Some general impressions:

Yes - the food thing was gross. I don't think the POV change is strictly regulated to ChildLit books - just a style thing.

I decided it was set in (dum da da dum!) The Future around pg 26, where Lola says she's used to synthetic protein. Also references to "residential megastructures," the bad air and old books. Blossom's reaction to being alone with a boy -- "immoral and dangerous" -- made me wonder if population control was in effect. And the whole stair structure is futuristic.

The characters seemed like a mini-cosmos of high schoo cliques. The jock, the nerdy kid, the pretty girl, etc. That set the stage for lots of conflict.

What was with the Oliver/Jasper thing? That was not resolved enough for me. I was certain Oliver was a twin, specifically chosen to work on Peter's dependencies (was that a homosexual relationship? It is never stated right out, being published in 1974, but I wondered.) and see how he'd react. It seems illogical to me to just happen to have an identical-looking person there.

I was convinced someone was going to die or be killed before the book ended and was disappointed when everyone lived. My thought was that Blossom & Co. would kill Peter or Lola with the understanding that a very bad act would give them unlimited food. The whole situation was very reality-show like, if I can coin an awkward phrase.

Throughout the book, I kept thinking about how I would react in the same situation - keep looking? Jump down a few flights and search for some sort of exit? Hide and cry?

Excellent last line. Creepy stuff.

Sarah said...

And that would be high schooL cliques, sorry.

JoBiv said...

I couldn't help but think of the food as something like those pellets you get at the petting zoo from those machines that look like they should dispense gumballs. And that smell like ARSE. They grossed me out (in the book and at the petting zoo).

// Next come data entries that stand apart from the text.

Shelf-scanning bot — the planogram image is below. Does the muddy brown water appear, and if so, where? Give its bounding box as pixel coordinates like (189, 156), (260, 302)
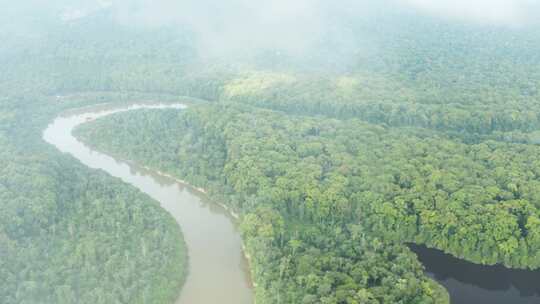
(43, 104), (253, 304)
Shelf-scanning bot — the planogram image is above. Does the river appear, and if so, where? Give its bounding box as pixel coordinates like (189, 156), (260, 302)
(43, 104), (253, 304)
(409, 245), (540, 304)
(43, 104), (540, 304)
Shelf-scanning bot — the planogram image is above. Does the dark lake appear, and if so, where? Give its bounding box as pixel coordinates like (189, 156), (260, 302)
(409, 244), (540, 304)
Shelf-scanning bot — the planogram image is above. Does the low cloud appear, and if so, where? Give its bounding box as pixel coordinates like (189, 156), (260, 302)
(401, 0), (540, 26)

And Sarah, I agree, I wanted the threat of death to be a bit more pronounced in the book. Teasing Lola and Peter with food was not going to be the end... It needed a Lord of the Flies-esque brutality to make the torture truly horrifying.

I kept thinking about this book as a product of the '70's. Maybe it was the snazzy cover of the various characters mid-dance - really groovy, man. But Sleator's treatment of teens, in general, felt like an early-YA achievement... he wanted to present a handful of different characters - representatives of cliques, maybe - and they had to be sort of extreme. I think this happens a lot in fantasy and science fiction. You need polarized characters who embody one emotion, thought, or theme to complete the whole puzzle of the constructed world. But the caricatured characters are also a sort of '70's YA thing... I kept thinking of M. E. Kerr's books, in which each character looks distinct in some way (think Dinky Hocker) and has strong character traits, complete with catch-phrases like a bad sit-com. To me, it's the Clue method of character development. "Lola... with the short hair... in the smoking room..."

JoBiv said...

And kudos, Susie, for steppin' up and posting first!